电影结束后,我们走出电影门口时,夏末的晚风迎面吹来,带着点草木的清香,瞬间驱散了满身的烟火气。
我拎着没吃完的糖炒栗子,侧身对妈说:“妈,咱们散步回家吧?这离你家也就两站地,晚风这么舒服,正好消消食。”
岳母拢了拢耳边的碎发,浅蓝色的连衣裙在路灯下泛着柔和的光泽,她笑着点头:“行啊,走路确实比打车舒服。”
说着就自然地往人行道走去,高跟鞋踩在石板路上,发出清脆的“笃笃”声,和着路边的虫鸣,格外有韵味。
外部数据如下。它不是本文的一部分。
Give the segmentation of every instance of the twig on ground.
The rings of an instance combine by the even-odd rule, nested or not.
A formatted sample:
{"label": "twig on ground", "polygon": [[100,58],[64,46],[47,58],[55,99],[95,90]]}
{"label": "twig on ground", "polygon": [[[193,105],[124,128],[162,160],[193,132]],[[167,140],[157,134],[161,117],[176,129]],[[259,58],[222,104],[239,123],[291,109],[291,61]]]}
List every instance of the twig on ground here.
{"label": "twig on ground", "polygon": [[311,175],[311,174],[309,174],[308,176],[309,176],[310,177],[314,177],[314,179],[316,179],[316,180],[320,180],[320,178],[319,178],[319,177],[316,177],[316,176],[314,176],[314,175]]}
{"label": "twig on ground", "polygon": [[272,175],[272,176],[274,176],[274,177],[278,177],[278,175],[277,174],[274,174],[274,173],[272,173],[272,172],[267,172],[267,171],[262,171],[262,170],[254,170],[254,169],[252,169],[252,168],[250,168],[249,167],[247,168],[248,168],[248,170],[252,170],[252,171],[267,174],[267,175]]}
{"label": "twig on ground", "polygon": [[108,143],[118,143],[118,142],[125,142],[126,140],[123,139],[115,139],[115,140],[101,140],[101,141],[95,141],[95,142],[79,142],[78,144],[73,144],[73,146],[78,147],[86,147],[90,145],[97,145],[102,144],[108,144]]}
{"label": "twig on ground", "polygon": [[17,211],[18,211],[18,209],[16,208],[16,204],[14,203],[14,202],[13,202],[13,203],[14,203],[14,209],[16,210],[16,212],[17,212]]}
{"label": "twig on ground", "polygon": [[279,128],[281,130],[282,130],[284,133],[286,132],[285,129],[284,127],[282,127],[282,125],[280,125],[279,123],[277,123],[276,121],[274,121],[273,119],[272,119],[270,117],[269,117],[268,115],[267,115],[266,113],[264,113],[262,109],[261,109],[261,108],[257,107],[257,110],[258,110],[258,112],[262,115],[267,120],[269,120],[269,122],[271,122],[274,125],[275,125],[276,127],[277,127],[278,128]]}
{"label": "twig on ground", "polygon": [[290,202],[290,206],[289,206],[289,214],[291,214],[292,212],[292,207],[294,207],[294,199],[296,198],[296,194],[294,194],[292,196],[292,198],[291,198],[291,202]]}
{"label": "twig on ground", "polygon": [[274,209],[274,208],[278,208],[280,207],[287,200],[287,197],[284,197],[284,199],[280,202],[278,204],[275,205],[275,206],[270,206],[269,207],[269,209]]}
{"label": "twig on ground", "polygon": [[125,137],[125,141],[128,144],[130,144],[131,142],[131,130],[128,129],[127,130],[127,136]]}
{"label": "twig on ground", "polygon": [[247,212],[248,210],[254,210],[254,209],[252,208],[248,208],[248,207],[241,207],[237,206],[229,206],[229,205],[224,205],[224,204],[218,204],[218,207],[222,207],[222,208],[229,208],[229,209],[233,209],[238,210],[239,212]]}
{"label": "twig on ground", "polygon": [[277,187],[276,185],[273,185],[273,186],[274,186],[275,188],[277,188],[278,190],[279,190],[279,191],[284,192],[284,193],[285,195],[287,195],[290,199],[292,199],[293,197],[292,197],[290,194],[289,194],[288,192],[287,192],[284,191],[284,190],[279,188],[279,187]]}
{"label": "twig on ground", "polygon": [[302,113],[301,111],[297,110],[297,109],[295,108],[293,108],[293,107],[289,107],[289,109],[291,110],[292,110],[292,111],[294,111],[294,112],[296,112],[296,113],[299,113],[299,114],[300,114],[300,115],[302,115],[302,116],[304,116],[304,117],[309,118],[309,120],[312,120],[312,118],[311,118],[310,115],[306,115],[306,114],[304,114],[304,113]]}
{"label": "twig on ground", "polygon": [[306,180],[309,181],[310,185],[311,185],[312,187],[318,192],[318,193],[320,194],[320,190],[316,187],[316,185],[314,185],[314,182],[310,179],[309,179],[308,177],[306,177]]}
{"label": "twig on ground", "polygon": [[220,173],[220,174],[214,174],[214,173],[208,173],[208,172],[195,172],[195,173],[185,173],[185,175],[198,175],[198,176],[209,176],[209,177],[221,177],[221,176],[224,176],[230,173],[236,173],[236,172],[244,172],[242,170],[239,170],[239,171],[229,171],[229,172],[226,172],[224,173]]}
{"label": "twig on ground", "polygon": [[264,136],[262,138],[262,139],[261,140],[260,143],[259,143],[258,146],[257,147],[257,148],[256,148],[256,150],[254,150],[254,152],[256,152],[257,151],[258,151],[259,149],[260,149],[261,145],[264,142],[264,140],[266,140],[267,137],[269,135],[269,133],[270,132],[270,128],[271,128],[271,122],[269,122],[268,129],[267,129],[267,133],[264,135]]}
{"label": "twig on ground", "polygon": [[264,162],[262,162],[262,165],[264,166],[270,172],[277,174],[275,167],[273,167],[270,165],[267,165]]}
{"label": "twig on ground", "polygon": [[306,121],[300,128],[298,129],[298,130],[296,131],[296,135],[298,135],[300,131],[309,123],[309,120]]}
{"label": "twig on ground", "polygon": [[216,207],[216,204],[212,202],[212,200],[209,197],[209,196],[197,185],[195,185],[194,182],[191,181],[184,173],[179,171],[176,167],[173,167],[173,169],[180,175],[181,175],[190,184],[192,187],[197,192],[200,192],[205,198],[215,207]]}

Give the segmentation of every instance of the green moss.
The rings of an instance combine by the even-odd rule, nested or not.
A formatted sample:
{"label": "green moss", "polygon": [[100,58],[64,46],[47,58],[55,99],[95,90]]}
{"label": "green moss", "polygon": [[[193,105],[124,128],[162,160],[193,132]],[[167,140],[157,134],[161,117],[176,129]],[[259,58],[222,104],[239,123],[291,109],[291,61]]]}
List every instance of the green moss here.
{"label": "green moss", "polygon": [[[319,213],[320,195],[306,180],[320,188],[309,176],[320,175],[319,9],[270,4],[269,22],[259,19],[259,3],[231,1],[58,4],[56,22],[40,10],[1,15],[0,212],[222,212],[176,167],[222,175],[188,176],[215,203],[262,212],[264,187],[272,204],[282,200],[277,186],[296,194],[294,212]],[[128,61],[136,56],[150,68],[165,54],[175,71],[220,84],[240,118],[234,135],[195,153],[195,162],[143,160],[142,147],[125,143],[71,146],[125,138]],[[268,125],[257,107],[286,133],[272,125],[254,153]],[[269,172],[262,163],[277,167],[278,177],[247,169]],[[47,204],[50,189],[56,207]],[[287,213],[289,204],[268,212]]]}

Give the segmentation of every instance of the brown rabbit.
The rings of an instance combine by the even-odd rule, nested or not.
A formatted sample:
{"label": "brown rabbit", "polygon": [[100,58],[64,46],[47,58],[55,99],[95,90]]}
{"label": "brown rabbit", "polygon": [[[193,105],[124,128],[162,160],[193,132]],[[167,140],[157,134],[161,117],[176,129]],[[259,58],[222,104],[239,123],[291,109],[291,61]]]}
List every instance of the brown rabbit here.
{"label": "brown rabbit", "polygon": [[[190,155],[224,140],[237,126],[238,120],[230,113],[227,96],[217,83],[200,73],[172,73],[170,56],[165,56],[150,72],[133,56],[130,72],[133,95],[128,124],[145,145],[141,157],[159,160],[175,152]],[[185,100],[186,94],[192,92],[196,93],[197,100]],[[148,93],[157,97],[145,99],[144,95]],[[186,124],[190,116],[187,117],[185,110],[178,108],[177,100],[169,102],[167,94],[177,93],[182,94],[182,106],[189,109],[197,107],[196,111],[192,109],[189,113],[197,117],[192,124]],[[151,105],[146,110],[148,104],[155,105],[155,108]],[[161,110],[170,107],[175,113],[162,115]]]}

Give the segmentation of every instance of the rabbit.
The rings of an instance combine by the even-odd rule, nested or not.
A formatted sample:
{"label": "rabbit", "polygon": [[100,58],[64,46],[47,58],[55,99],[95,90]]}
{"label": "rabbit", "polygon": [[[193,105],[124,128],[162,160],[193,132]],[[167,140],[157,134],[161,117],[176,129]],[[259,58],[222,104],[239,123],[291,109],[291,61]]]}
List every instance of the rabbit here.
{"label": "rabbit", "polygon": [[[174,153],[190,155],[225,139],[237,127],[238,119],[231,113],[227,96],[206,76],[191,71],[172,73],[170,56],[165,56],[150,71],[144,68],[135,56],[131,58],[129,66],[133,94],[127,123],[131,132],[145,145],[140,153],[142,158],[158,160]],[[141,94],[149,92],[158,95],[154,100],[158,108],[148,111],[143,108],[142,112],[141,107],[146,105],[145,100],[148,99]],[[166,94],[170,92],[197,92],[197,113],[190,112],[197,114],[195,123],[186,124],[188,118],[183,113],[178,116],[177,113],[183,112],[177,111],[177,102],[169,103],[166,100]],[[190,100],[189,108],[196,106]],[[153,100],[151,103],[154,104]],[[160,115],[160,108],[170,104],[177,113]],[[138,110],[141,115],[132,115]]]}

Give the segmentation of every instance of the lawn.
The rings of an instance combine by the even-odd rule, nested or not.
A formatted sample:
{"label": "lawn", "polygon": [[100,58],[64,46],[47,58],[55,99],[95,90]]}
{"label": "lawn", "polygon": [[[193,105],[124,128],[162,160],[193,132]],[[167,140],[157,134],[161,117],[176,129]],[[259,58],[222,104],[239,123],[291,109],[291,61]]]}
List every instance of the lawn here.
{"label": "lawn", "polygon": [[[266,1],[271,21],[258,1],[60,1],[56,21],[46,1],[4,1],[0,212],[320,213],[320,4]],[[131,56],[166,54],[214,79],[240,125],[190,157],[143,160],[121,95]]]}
路上的行人不算多,大多是饭后散步的情侣和带着孩子的家长。
我放慢脚步,和岳母并肩走着。外面的风远远地吹来,让身体感觉有些冷,但慢慢走起来了,又不觉得冷了。
可我的手刚碰到她的手腕,就被她轻轻甩开了。
“你这孩子,之前的教训忘了?”岳母转头看我,眼神里带着点嗔怪,声音却放得很轻。
“诸葛晴他们现在正盯着你呢,巴不得抓你的把柄。咱们俩走在一起,举止太亲密,被他们拍下来做文章怎么办?到时候不仅帮不了你,反而会拖你后腿。”
我心里一暖,原来她不是不想,是在为我着想。
我挠了挠头,不好意思地笑了:“我这不是一时高兴,忘了这茬嘛。你放心,以后我一定注意,不给那些人可乘之机。”
岳母没再说话,只是依然安静地往前走,两个人并肩走在路灯下。路灯投下柔和的光泽,将我们两个人的影子拉得长长的。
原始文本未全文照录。